Donald Trump’s speech at his Trump SoHo New York hotel on Wednesday was noticeably different from the freewheeling and divisive remarks he has typically delivered during his presidential campaign. One Trump ally who watched the address said it showed a “maturation” of Trump, which he credited to recent changes in his campaign team.

The presumptive nominee stayed on script throughout his nearly 40-minute address to an audience of supporters and reporters. At times, he even struck an expansive note, encouraging minorities, women and supporters of Democratic presidential candidate Sen. Bernie Sanders to back his bid. However, this kinder, gentler tone did not extend to the presumptive Democratic nominee, Hillary Clinton. Much of the speech was a caustic critique of Clinton’s platform and record as former
secretary of state, senator and first lady.

Trump framed the speech as his “thoughts about the stakes in this upcoming and very important election,” and began by describing his motivation for running.

“I’m running to give back to this country, which has been so very good to me,” Trump said, adding, “When I see the crumbling roads and bridges, or the dilapidated airports, or the factories moving overseas …  I know that these problems can all be fixed, but not by Hillary Clinton — only by me.”

Trump’s speech came a day after Clinton made remarks criticizing his business record. Clinton cited past Trump ventures that went bankrupt as evidence he could not improve the U.S. economy. Trump countered by painting Clinton as a consummate Washington insider who used her political position to enrich herself. He suggested this was why supporters of Sanders, who challenged Clinton from the left, should back his White House bid.

“We’ll never be able to fix the rigged system by counting on the same people who have rigged it in the first place,” Trump said. “The insiders wrote the rules of the game to keep themselves in power and in the money. That’s why we’re asking Bernie Sanders’ voters to join our movement, so together we can fix the system for all Americans.”

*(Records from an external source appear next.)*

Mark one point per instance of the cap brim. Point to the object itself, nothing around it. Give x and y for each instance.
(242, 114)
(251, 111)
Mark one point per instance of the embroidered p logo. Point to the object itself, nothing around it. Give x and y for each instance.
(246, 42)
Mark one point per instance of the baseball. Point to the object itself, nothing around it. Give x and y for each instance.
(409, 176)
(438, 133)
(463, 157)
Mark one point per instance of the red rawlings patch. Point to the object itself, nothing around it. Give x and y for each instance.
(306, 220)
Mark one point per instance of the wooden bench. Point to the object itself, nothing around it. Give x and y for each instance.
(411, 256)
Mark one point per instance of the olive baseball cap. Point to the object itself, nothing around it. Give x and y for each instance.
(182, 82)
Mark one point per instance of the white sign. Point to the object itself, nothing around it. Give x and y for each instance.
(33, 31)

Throughout his remarks, Trump drew extensively from the book “Clinton Cash,” which alleges that Clinton doled out favors at the State Department to countries and business people who donated to her family foundation or paid her husband, former President Bill Clinton, for speeches. At one point, Trump even dramatically read a passage from the book. He argued that the book was definitive proof that Clinton had acted improperly, and said that her dealings with Middle Eastern governments showed an inappropriate tolerance for regimes that “horribly abuse women and LGBT citizens.”

“Hillary Clinton has perfected the politics of personal profit and even theft. She ran the State Department like her own personal hedge fund,” Trump said.

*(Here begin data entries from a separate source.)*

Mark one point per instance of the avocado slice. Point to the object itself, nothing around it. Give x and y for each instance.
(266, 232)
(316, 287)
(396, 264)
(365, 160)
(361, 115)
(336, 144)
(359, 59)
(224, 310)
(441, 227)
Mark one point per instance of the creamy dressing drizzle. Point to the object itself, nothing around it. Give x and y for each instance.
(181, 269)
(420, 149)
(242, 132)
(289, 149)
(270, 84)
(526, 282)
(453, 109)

Trump also brought up Clinton’s handling of the 2012 terrorist attack against the U.S. diplomatic facility in Benghazi, Libya. He took several shots at Clinton’s use of a private email server for official business during her time as secretary of state. He argued that this made Clinton’s communications
vulnerable to foreign hackers who “probably now have a blackmail file” on her based on those messages.

In addition to focusing on Clinton’s past, Trump also argued against her policy platform. He said that Clinton’s support for the Iraq War and subsequent U.S. military intervention in Libya “unleashed ISIS throughout the world,” though Trump is also on record as having backed U.S. interventions in those conflicts.

He further attacked Clinton’s support for immigration reform, and argued that minorities would be hurt by it.

“The first victims of her radical policies will be poor African-American and Hispanic workers who need jobs,” Trump said.

His repeated appeals to minorities, women and LGBT voters were notable because throughout his campaign, critics have repeatedly framed his comments as racist and sexist.

PolitiFact conducted a live fact-check of Trump’s remarks. The site reported he made false statements about the US economy, the military, vetting of Muslim refugees, Benghazi, and his own past comments about Iraq and Libya. Clinton’s press secretary, Brian Fallon, responded to Trump’s speech with a tweet highlighting its inaccuracies.